Considérant ce qui suit :
1. Les dispositions du 4° de l’article R. 222-1 du code de justice administrative permettent aux présidents de formation de jugement de tribunal administratif de rejeter par ordonnance les requêtes manifestement irrecevables, lorsque la juridiction n'est pas tenue d'inviter leur auteur à les régulariser ou qu'elles n'ont pas été régularisées à l'expiration du délai imparti par une demande en ce sens.

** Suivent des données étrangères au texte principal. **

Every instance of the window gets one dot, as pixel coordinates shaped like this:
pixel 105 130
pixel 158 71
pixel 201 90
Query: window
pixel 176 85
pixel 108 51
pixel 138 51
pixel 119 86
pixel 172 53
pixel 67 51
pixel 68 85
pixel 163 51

2. L’article 1355 du code civil dispose que : « L’autorité de la chose jugée n’a lieu qu'à l'égard de ce qui a fait l'objet du jugement. Il faut que la chose demandée soit la même ; que la demande soit fondée sur la même cause ; que la demande soit entre les mêmes parties, et formée par elles et contre elles en la même qualité. ». L’autorité relative de chose jugée s’attachant à une décision juridictionnelle est subordonnée à la triple identité de parties, d’objet et de cause.
3. Aux termes de l’article R. 421-1 du code de justice administrative : « La juridiction ne peut être saisie que par voie de recours formé contre une décision, et ce, dans les deux mois à partir de la notification (…) de la décision attaquée. (…). ».
4. En premier lieu, Mme B... demande l’annulation de la décision du 14 février 2025 par laquelle la commission de médiation du Val-d’Oise a rejeté son recours amiable tendant à la reconnaissance du caractère prioritaire et urgent de sa demande de logement. Or, par une requête enregistrée le 3 avril 2025 sous le n°2506113 qui a donné lieu à une décision définitive du 24 septembre 2025, le tribunal a rejeté la requête de la requérante portant sur la décision du 14 février 2025, qui concerne les mêmes parties, tend au même objet et est fondée sur la même cause juridique. Par suite, en raison de l’autorité de la chose jugée qui s’attache à cette décision, la requête de Mme B... est manifestement irrecevable et doit être rejetée sur le fondement de l’article R. 222-1 4° du code de justice administrative.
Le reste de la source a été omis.